Kramer Electronics  

For more than 40 years, Kramer has remained a leader at the forefront of the Pro AV information technology industry. With solutions deployed across six continents in more than 100 countries worldwide, Kramer offers innovative range of hardware, software, and cloud-based AV IT solutions for a range of enterprise, education, as well as government and military end-users.  
 
Kramer offers infinite ways for people and their organizations to engage by bridging and connecting our Physi-Digi (physical and digital) world. The global company delivers high-value AV IT solutions by developing networked products, integrated in an open eco-system, and intelligent cloud-based software.  

 

The Challenge 

One of Kramer’s new offerings followed the acquisition of a smart home device – ‘The Brain’ – that controls many IoT devices used by individuals and organizations across corporate, household, and classroom spaces. The Brain provided high-level insights on streaming data but lacked analytical and historical insights. That is because no historical data was preserved when The Brain issued events every few seconds. Data streamed to the cloud, was ingested using clusters of RabbitMQ brokers, which were then consumed by a dashboard application.  
 
One new requirement from Kramer’s team and customers was to gather historical data for more analytics-driven insights to help make better decisions (e.g., when are classrooms used the most? What is the most-requested time of day for videoconferences?).  The first step towards an analytics-focused solution was to create a data lake with ad-hoc query capabilities in order to keep and explore the raw data.  

 

The Solution 

Fundamentally, CloudZone’s team is heavily invested in open source solutions. Aside from cloud vendor services and third-party solutions, we also work with many open-source tools, especially in the area of data processing and analytics. This enabled us to quickly choose the right tool to pull data from RabbitMQ and flush it to S3 – a scalable Logstash deployment. Logstash landed raw data on an S3 bucket during the first of compressed jsons.
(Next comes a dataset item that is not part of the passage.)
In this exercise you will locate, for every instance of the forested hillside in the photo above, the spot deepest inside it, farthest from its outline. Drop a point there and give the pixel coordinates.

From there, AWS Glue enhanced the data for better query performance (e.g., conversion to parquet and compaction. Additionally, Athena provided ad-hoc query capabilities which were best suited for the first phase of exploration and adhered to the business requirement of preserving the data. 
 

The Results 

The end result is great. The entire solution for Kramer (excluding logstash) is serverless and very cost-effective. It lets the customer easily control the trade-off between data freshness and cost. Also, the rollout from a few customers to all of them is safely and easily achieved using the flexible routing capabilities of RabbitMQ such as exchange-to-exchange bindings. Moreover, we used Glue dynamic frames capabilities to solve some data format conflicts within the payloads.